Durante una audiencia en el Vaticano, el pontífice planteó que, en medio del “triunfo digital”, es necesario volver a lo “analógico”, es decir, a una acción política cercana, centrada en las necesidades reales de las personas.
“Una política que a menudo grita y se reduce a eslóganes es incapaz de responder a la realidad”, advirtió, al tiempo que subrayó que la participación activa de la ciudadanía es clave para contrarrestar tanto el populismo —que busca aprobación fácil— como el elitismo —que actúa sin consenso.
Reconstruir el vínculo social
León XIV alertó sobre el deterioro en la relación entre representantes y ciudadanos, marcado por la falta de cooperación y compromiso mutuo. En ese sentido, llamó a reconstruir un “sentido genuino de pueblo”, donde la sociedad no sea un actor pasivo, sino corresponsable de las decisiones políticas.
Ideales frente a ideologías
El pontífice también hizo una distinción entre ideales e ideologías, al señalar que estas últimas pueden distorsionar la realidad y someter a las personas a agendas rígidas.

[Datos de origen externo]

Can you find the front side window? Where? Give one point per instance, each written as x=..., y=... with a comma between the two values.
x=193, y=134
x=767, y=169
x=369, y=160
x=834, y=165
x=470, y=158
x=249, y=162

Recordó que la Europa moderna surgió tras el fracaso de proyectos ideológicos en el siglo XX, por lo que insistió en la necesidad de una política guiada por principios, pero conectada con la realidad social.
Retos actuales: natalidad, migración e inteligencia artificial
En su mensaje, el papa abordó algunos de los principales desafíos contemporáneos:
- Trabajo: pidió garantizar condiciones laborales dignas ante un mercado “deshumanizante”.
- Migración: llamó a atender las causas profundas, equilibrando solidaridad con capacidades reales de integración.
- Natalidad: instó a generar condiciones que permitan a las personas formar familias sin miedo, especialmente en Europa.
- Inteligencia artificial: advirtió sobre sus riesgos, pese a reconocer sus oportunidades, y pidió abordarla sin posturas ideológicas.
Finalmente, el líder de la Iglesia católica señaló que la participación de los cristianos en política no implica imponer creencias, sino actuar con una visión ética orientada al bien común y a una libertad “arraigada en la verdad”.